With respect to the Judicial Defendants, other than the alleged conspiracy charges, for which Brown provides no support, see Panayotides v. Rabenold, 35 F.Supp.2d 411, 419 (E.D.Pa.1999) aff'd 210 F.3d 358 (3d Cir.2000) (citing Rose v. Bartle, 871 F.2d 331, 366 (3d Cir.1989) (requiring a conspiracy charge to be pled with specificity)), the District Court properly found that they are entitled to absolute immunity. See Mireles v. Waco, 502 U.S. 9, 9-12, 112 S.Ct. 286, 116 L.Ed.2d 9 (1991). Although Brown alleges that Judge Geisz was without jurisdiction, one of the two exceptions to judicial immunity, id., Brown fails to explain why. Moreover, the record does not support such a conclusion.
With respect to the Attorney Defendants, generally, a defense attorney is not a state actor for the purposes of § 1983. See generally Polk County v. Dodson, 454 U.S. 312, 325, 102 S.Ct. 445, 70 L.Ed.2d 509 (1981) (public defenders). Defense counsel still may be sued for civil rights violations if he conspires with a state actor, irrespective of whether the co-conspiratorial state actor is himself immune from suit. See Tower v. Glover, 467 U.S. 914, 916, 104 S.Ct. 2820, 81 L.Ed.2d 758 (1984); Dennis v. Sparks, 449 U.S. 24, 27-28, 101 S.Ct. 183, 66 L.Ed.2d 185 (1980). Tower does not help Brown. None of his asserted claims state facts with sufficient specificity to raise any inference of a conspiracy.

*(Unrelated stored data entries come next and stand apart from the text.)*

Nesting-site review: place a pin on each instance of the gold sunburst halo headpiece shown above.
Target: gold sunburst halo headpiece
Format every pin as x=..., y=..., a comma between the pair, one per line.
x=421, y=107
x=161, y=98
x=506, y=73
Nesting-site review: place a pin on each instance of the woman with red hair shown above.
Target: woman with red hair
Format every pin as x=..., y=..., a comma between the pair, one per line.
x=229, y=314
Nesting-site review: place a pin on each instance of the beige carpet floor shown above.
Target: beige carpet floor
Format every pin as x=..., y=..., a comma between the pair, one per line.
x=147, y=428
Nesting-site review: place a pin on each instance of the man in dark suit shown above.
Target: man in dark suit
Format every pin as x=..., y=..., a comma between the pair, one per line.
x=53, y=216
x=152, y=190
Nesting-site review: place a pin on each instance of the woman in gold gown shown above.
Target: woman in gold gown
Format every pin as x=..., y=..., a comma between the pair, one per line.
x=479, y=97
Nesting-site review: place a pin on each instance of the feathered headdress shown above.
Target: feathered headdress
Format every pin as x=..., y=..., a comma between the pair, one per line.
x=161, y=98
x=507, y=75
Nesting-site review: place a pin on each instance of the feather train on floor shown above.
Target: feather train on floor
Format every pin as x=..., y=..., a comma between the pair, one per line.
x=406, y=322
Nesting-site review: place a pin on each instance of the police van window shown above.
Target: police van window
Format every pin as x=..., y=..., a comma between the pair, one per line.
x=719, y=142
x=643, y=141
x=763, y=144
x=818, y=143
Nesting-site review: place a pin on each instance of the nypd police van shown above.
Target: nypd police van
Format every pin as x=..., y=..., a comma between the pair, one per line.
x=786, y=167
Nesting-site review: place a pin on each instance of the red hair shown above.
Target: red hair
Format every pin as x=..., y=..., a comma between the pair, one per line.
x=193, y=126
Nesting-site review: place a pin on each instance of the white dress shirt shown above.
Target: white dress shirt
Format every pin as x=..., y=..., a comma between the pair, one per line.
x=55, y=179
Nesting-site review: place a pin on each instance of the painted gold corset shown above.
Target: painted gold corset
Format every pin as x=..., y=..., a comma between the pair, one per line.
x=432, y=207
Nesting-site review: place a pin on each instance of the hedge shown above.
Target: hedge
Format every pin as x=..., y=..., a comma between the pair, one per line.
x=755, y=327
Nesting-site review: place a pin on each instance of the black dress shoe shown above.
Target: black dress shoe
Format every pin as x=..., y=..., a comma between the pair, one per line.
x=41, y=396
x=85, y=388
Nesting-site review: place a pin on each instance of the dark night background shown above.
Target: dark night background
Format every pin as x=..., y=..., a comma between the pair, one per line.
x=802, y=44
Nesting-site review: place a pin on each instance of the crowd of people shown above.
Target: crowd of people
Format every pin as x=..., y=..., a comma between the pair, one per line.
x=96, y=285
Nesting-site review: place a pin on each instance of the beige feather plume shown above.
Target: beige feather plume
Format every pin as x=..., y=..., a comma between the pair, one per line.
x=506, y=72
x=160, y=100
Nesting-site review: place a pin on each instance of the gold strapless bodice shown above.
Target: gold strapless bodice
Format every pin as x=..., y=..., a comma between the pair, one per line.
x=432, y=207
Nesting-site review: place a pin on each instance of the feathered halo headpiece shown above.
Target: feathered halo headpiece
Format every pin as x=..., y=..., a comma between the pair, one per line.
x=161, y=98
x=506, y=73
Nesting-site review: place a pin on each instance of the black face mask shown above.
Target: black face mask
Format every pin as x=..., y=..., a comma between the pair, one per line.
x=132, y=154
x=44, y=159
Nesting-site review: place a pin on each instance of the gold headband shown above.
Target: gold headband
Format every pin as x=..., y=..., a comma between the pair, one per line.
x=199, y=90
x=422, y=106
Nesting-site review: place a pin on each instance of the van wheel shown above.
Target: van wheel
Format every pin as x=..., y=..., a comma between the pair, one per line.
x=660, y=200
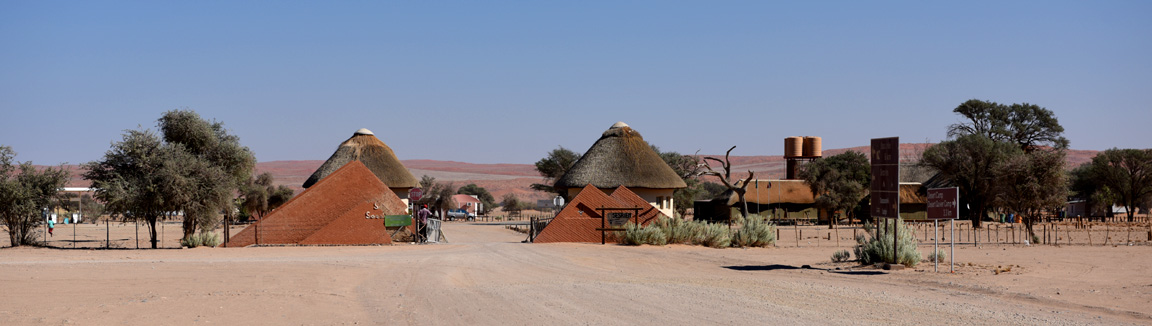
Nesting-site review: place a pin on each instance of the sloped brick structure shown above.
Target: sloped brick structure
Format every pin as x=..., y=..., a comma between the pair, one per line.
x=580, y=220
x=345, y=207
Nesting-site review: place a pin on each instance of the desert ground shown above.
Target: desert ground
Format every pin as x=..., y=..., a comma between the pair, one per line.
x=484, y=275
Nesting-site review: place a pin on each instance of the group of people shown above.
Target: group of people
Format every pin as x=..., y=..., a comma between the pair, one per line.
x=422, y=224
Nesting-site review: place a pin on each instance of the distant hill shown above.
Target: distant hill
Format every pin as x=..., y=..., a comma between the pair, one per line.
x=500, y=179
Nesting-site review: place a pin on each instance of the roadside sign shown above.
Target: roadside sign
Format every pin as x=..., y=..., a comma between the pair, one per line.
x=944, y=203
x=885, y=186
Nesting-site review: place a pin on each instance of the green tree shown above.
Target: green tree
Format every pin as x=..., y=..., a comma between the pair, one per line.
x=554, y=166
x=739, y=187
x=260, y=196
x=479, y=192
x=839, y=181
x=1118, y=175
x=210, y=165
x=23, y=194
x=970, y=163
x=129, y=179
x=995, y=144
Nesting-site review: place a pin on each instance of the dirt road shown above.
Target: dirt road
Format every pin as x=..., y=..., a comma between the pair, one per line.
x=486, y=277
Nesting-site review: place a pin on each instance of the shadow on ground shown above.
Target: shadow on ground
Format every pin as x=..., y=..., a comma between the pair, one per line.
x=778, y=267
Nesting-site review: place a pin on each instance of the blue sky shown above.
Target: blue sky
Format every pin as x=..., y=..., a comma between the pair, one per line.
x=508, y=81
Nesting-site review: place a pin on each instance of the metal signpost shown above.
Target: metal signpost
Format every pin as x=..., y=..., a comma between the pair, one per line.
x=944, y=204
x=886, y=187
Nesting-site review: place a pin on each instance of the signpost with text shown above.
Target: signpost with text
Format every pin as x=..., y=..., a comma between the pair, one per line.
x=944, y=204
x=886, y=187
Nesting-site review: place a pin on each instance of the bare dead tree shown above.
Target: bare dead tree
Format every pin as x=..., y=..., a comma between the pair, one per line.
x=726, y=179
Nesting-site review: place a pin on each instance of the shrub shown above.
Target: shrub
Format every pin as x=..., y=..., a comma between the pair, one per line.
x=937, y=257
x=713, y=235
x=201, y=239
x=636, y=235
x=841, y=256
x=753, y=232
x=879, y=249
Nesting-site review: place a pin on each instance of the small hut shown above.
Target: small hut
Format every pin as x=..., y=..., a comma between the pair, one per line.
x=365, y=148
x=622, y=158
x=583, y=219
x=346, y=207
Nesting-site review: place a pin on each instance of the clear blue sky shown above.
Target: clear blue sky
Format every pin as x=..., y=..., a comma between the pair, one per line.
x=508, y=81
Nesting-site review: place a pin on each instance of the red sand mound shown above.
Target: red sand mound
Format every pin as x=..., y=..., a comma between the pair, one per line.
x=346, y=207
x=580, y=220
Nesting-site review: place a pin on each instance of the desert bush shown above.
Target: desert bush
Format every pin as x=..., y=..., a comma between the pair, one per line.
x=841, y=256
x=879, y=249
x=937, y=257
x=753, y=232
x=713, y=235
x=636, y=235
x=201, y=239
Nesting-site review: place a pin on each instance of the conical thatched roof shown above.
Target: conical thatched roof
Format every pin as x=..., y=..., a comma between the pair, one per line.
x=621, y=158
x=365, y=148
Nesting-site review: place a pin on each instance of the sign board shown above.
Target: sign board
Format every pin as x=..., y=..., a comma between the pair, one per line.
x=398, y=220
x=885, y=188
x=619, y=218
x=944, y=203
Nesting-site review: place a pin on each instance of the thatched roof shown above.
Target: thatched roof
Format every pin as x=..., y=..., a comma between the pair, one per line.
x=781, y=191
x=621, y=158
x=365, y=148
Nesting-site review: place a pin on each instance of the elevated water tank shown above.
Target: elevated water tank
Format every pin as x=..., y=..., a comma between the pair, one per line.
x=812, y=146
x=794, y=146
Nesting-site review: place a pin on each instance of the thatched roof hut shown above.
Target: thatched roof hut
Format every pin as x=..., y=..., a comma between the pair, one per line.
x=621, y=157
x=365, y=148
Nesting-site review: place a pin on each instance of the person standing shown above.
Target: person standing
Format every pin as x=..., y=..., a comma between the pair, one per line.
x=422, y=227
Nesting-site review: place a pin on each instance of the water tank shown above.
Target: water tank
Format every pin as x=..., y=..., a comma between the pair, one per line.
x=812, y=146
x=794, y=146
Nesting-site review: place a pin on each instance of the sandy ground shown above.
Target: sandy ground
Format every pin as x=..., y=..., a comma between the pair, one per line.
x=484, y=275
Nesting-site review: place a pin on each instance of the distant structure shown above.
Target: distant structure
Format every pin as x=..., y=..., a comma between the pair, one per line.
x=798, y=151
x=366, y=149
x=346, y=207
x=592, y=211
x=622, y=158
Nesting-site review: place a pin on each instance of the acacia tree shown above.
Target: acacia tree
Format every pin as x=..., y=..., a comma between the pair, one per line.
x=1118, y=175
x=479, y=192
x=510, y=204
x=839, y=181
x=129, y=179
x=1031, y=183
x=554, y=166
x=210, y=165
x=437, y=195
x=23, y=194
x=689, y=168
x=740, y=187
x=1025, y=124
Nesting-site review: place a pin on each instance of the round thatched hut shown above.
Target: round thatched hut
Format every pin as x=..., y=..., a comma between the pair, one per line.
x=621, y=157
x=365, y=148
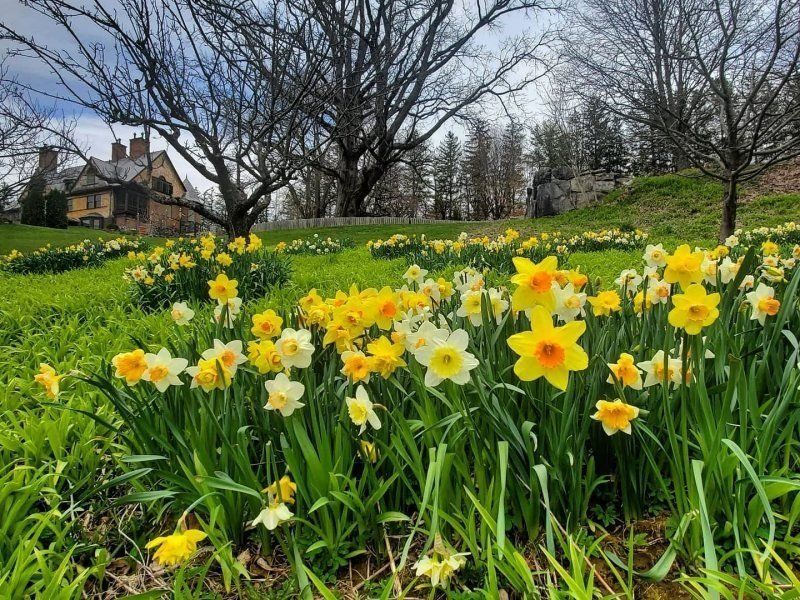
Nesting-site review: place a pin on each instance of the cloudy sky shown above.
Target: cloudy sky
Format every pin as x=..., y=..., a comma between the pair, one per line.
x=96, y=135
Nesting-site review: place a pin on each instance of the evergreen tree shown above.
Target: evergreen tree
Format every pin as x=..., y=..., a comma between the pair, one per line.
x=476, y=169
x=447, y=193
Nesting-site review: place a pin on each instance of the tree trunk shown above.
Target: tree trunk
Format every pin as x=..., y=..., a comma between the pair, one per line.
x=348, y=204
x=729, y=205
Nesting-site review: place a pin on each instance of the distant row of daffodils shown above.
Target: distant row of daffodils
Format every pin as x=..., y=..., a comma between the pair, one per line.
x=180, y=268
x=497, y=252
x=48, y=259
x=315, y=245
x=462, y=337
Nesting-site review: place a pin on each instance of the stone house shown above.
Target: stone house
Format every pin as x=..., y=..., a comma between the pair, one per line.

Finally, the District Court properly dismissed the claims against the City of Philadelphia and the Police Officers. The District Court held that because success on any of Brown’s claims would necessarily imply the invalidity of his conviction, they are barred under Heck v. Humphrey, 512 U.S. 477, 487, 114 S.Ct. 2364, 129 L.Ed.2d 383 (1994). We agree that the claims should be dismissed, but disagree with the District Court’s reasoning with respect to the claims against the Police Officers. A successful claim against the Officers would not necessarily invalidate Brown’s conviction because an arrest without probable cause does not necessarily invalidate a lawful conviction. See Torres v. McLaughlin, 163 F.3d 169, 176 (3d Cir. 1998). However, his claims against the Officers are time-barred because the claims accrued at the point of the alleged *110 unlawful arrest. See id.; see also Urrutia v. Harrisburg County Police Dep’t, 91 F.3d 451, 457 n. 9 (3d Cir.1996) (explaining that state statutes of limitation apply to claims under § 1983); 42 Pa. Cons.Stat. Ann. § 5524(1) (establishing a two-year limitation period for false arrest).
Accordingly, we will affirm the order of the District Court.